The curtain is suddenly pulled open and a big mama midwife, smiling and introducing herself as Mary, walks in and closes the curtain behind her. She checks how everything is going and is very pleased to inform Materena that it is time to push. Grinding her teeth, Materena pushes and pushes, but nothing is coming out.
“Push!” Mary the midwife commands.
“That’s what I’m doing!” Materena growls.
She pushes and pushes, she pushes and yells her head off for twenty excruciating minutes. But still nothing comes out.
Mary thinks her hand will hurry things up. That hand (the whole lot) goes in and Materena shrieks so loud that the hand quickly retreats.
“You’re not helping, mama,” Mary says.
“Just take that baby out of me!”
“Let’s calm ourselves, okay?” Mary, looking slightly worried now, commands, “Push. Come on, push . . . Give me that baby!”
Materena pushes.

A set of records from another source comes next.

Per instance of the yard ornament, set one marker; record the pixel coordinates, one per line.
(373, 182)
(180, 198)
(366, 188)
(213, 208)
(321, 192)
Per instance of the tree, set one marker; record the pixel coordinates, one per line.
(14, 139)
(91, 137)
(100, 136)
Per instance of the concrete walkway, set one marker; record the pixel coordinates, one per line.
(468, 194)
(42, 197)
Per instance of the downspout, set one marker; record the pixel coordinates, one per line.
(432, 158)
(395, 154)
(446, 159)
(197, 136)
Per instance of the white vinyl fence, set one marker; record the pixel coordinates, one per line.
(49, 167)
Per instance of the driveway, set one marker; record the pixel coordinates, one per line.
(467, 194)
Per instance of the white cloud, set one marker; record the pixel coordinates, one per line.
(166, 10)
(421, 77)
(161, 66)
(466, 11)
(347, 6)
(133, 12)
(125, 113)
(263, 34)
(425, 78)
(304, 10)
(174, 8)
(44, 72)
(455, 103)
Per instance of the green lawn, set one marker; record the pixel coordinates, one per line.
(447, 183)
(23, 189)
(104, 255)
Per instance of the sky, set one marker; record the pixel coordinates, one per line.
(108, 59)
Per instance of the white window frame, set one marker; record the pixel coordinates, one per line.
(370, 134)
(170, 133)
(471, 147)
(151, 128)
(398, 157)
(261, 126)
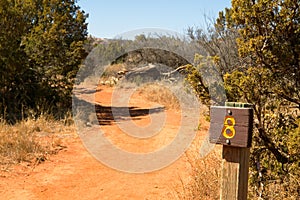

Nothing happens.
The curtain is pulled open, and what a relief it is for Materena to see Auntie Stella, long regarded as the best midwife on the island.
“Auntie Stella,” Materena cries. “My baby doesn’t want to come out.”
Stella kisses Materena’s forehead and tells her to be strong and not to worry. Then she begins her inspection and concludes that the only way for the baby to come out is for Materena to push standing up. Let gravity help. Stella frees Materena of the tubes and helps her get out of bed.
At that precise moment, Pito walks in, red-eyed, with Materena’s packet of Twisties.
“But!” Stella exclaims. “You’ve smoked paka, or what? Unbelievable! All you men are the same!” Materena is in too much pain to say anything. She feels like all her insides are going to fall out. But she can’t believe Pito bought her the red packet of Twisties when she asked for the green one.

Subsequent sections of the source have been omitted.